The Paris Climate Pact Is in Effect, but It’s Not Enough
Emissions goals put forth by most nations will come up short of saving the planet, unless governments double down on their commitments.
Less than a year after its inception, the Paris climate change agreement is officially in force—but the United Nations has warned that governments must dramatically reduce carbon emissions to meet its goals.
The agreement, drawn up last December, was formally ratified by enough nation-states last month. As of November 4, it’s binding for the countries that decided to sign up, which includes the U.S., China, and the members of the EU. Those countries must now endeavor to reduce their fossil-fuel use in order to limit average global temperature rises to less than 2 °C above preindustrial levels.
“This is a moment to celebrate,” said the United Nations’ climate chief Patricia Espinosa in a statement.

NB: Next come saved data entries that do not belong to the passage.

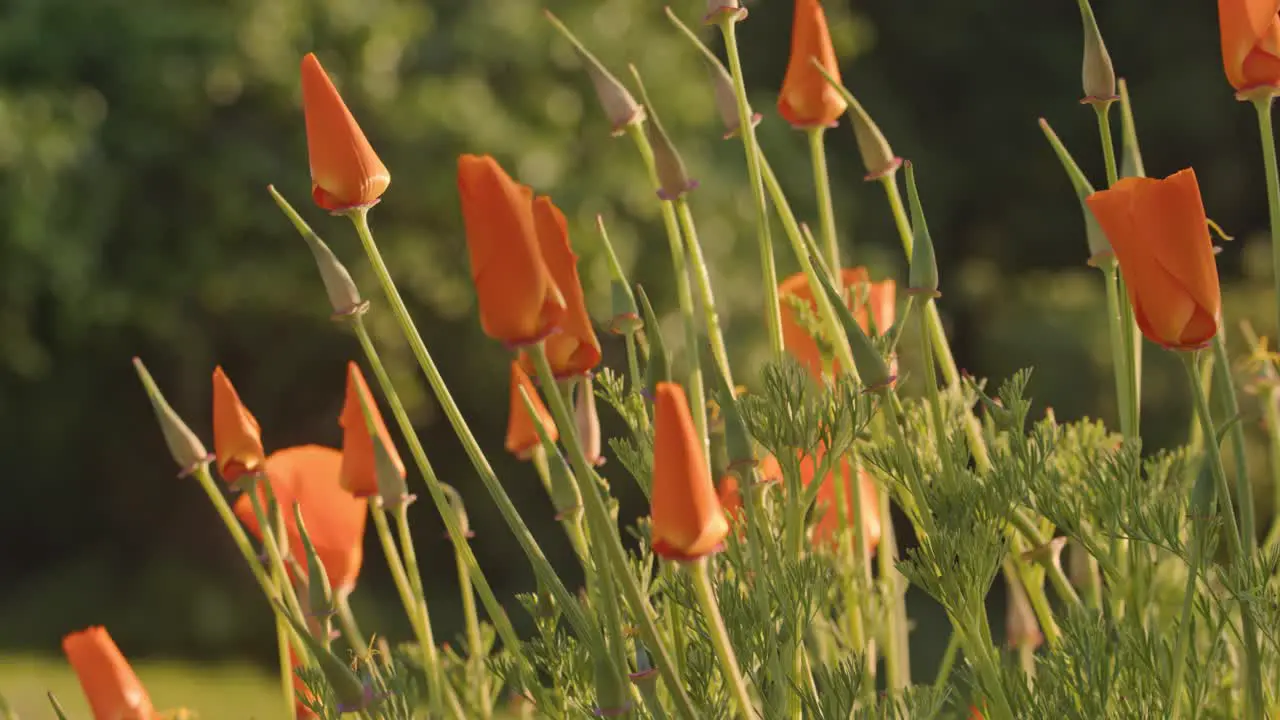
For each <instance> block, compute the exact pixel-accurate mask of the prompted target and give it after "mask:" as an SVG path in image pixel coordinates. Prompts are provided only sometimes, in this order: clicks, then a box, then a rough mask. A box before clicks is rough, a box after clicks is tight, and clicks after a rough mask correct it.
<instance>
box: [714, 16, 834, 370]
mask: <svg viewBox="0 0 1280 720" xmlns="http://www.w3.org/2000/svg"><path fill="white" fill-rule="evenodd" d="M719 28H721V33H722V35H723V36H724V54H726V55H727V56H728V69H730V74H731V76H732V77H733V95H735V96H736V97H737V122H739V135H740V136H741V137H742V147H744V150H745V151H746V174H748V182H749V183H750V191H751V201H753V202H754V204H755V232H756V237H758V240H759V243H760V270H762V272H763V273H764V327H765V328H768V331H769V348H771V350H772V351H773V359H774V360H781V359H782V309H781V306H780V305H778V270H777V266H776V265H774V259H773V240H772V238H771V236H769V211H768V208H767V206H765V202H764V188H763V181H762V177H760V151H759V143H758V142H756V138H755V124H754V123H753V122H751V105H750V102H749V101H748V99H746V82H745V81H744V78H742V59H741V58H740V56H739V53H737V19H736V18H733V17H731V14H730V13H726V14H724V15H723V19H722V20H721V23H719ZM815 287H817V286H815ZM814 295H822V293H820V292H815V293H814Z"/></svg>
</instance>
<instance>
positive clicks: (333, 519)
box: [234, 445, 367, 593]
mask: <svg viewBox="0 0 1280 720" xmlns="http://www.w3.org/2000/svg"><path fill="white" fill-rule="evenodd" d="M340 474H342V454H340V452H338V451H337V450H334V448H332V447H321V446H319V445H303V446H298V447H288V448H284V450H280V451H276V452H273V454H271V455H270V457H268V459H266V480H268V482H270V483H271V492H274V493H275V500H276V502H279V503H280V510H283V511H284V525H285V532H287V533H288V538H289V552H291V553H292V555H293V557H296V559H297V560H298V564H300V565H301V566H302V570H303V571H306V568H307V562H306V557H307V552H306V547H305V546H303V544H302V534H301V533H300V532H298V527H297V523H296V521H294V520H293V510H292V509H293V503H294V502H296V503H298V506H300V507H301V509H302V520H303V521H305V523H306V525H307V534H308V536H310V537H311V542H312V543H314V544H315V546H316V553H319V555H320V562H323V564H324V569H325V573H326V574H328V575H329V582H330V583H332V584H333V588H334V592H339V593H340V592H351V589H353V588H355V587H356V579H357V578H360V566H361V564H362V562H364V559H365V511H366V509H367V503H366V501H365V498H362V497H353V496H352V495H351V493H349V492H347V491H344V489H343V488H342V483H340V482H339V477H340ZM256 492H257V493H259V496H260V498H261V500H262V507H264V509H265V507H266V496H265V493H264V488H261V487H257V488H256ZM234 510H236V516H237V518H239V519H241V521H242V523H244V525H246V527H247V528H248V530H250V532H251V533H253V534H255V536H257V537H259V538H261V537H262V530H261V529H260V528H259V525H257V518H256V516H255V515H253V503H252V501H251V500H250V497H248V495H247V493H246V495H242V496H241V497H239V498H237V501H236V506H234ZM282 550H283V548H282Z"/></svg>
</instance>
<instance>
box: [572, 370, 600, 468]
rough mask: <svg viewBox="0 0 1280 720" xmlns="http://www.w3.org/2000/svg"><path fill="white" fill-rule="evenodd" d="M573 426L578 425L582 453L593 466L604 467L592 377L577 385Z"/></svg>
mask: <svg viewBox="0 0 1280 720" xmlns="http://www.w3.org/2000/svg"><path fill="white" fill-rule="evenodd" d="M573 421H575V423H573V424H575V425H577V439H579V442H581V443H582V452H585V454H586V460H588V462H590V464H591V465H603V464H604V457H603V456H602V455H600V414H599V413H596V410H595V389H594V388H593V387H591V375H586V377H584V378H582V380H581V382H579V384H577V401H576V402H575V404H573Z"/></svg>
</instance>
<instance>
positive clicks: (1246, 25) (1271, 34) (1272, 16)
mask: <svg viewBox="0 0 1280 720" xmlns="http://www.w3.org/2000/svg"><path fill="white" fill-rule="evenodd" d="M1277 13H1280V0H1217V18H1219V29H1220V32H1221V37H1222V68H1224V69H1225V70H1226V79H1228V82H1230V83H1231V87H1234V88H1235V90H1236V91H1238V92H1247V91H1249V90H1254V88H1272V90H1275V88H1280V15H1277Z"/></svg>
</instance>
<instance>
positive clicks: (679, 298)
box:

She’s right: such large-scale international agreements are notoriously difficult to engineer. While negotiations were painful, the agreement is a beacon of hope for humankind, signaling that efforts will be made to mitigate the effects of climate change.
But Espinosa also warned that now is not a time for complacency. “It is also a moment to look ahead with sober assessment and renewed will over the task ahead,” she said. “In a short time … we need to see unprecedented reductions in greenhouse gas emissions and unequaled efforts to build societies that can resist rising climate impacts.”
In fact, a new UN report warns that the emissions pledges put forward by the countries to date don’t go far enough. It suggests that the emissions targets between now and 2030 will actually put the world on track to warm 3.4 °C by 2100. The report says that a further 25 percent reduction in emissions will be required to keep warming below 2 °C.
If officials seek a visceral reminder of how big an impact carbon dioxide emissions have on the planet, they have one in the shape of a new study published in Science about the impact of the gas on Arctic ice. Calculations suggest that three square meters of ice are lost for every ton of carbon dioxide emitted. That means the addition of another 1,000 gigatons of carbon dioxide into the atmosphere—about the amount that can be emitted before temperature rises exceed 2 °C—would render the Arctic ice-free during the summer.
As Espinosa says, the Paris agreement is good news. But we’re still a long way from where we need to be.